In describing the Surgical Instruments of Ancient Hindus. I have confined myself strictly to the texts of the authors and commentators whom I have quoted, and have given the original Sanskrit passages in the foot-notes, These will be of great help to scholars who will try to study the subject at first hand, and prosecute further historical inquires. The references in "the foot-notes" do not refer to pages of any particulars edition of the work, as such pagination causes inconvenience to the readers who may not secure the edition in question; so, we have given the section, and chapter of the book which will be found in any edition.
I have endeavoured to discuss briefly their approximate age. But as I have compared the surgical instru-ments of the ancient Hindus with those of the Greeks, Romans and Arabs, a concise summary of the chronological dates of the Greeco-roman, Arab, and the later authors would be a great help in the proper elucidation of my text.
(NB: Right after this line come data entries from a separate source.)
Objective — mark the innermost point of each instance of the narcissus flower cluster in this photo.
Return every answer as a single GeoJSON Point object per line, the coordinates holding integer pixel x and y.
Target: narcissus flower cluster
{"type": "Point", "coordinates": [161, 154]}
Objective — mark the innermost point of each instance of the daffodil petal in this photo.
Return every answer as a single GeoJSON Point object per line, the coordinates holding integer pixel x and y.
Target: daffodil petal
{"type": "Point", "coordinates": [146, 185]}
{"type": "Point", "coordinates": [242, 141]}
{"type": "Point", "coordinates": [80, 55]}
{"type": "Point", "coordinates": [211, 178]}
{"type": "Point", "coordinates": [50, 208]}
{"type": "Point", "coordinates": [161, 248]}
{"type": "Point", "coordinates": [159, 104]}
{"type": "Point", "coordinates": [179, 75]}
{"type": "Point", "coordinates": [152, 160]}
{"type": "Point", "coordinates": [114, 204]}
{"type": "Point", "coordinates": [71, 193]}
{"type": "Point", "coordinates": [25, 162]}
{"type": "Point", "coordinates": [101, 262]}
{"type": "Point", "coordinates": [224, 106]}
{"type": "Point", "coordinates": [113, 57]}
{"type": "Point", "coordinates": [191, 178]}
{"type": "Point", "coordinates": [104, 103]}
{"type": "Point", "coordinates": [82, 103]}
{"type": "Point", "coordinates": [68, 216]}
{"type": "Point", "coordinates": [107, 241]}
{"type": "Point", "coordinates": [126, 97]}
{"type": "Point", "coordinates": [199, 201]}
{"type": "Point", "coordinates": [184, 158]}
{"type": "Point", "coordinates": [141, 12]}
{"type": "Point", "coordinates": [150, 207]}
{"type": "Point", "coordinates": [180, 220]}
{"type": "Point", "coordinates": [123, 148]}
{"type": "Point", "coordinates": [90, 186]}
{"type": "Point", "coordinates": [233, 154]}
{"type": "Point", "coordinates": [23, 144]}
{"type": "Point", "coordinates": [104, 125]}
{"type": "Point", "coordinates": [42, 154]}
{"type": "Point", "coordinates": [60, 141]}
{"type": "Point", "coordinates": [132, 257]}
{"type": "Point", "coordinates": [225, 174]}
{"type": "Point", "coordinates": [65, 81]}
To complete the subject, I have added plates of nearly all the varieties of instruments; but they are more or less hypothetical as we do not possess any actual specimens of the instrument of the Hindus. Written descriptions of surgical instruments are uninteresting and often fail to convey the true idea, which could be easily made evident by the pencil. For purpose of comparison I have given drawings of instruments of the greeks, the Romans and the Arabs, when I thought that they might be of value for the proper elucidation of my subject.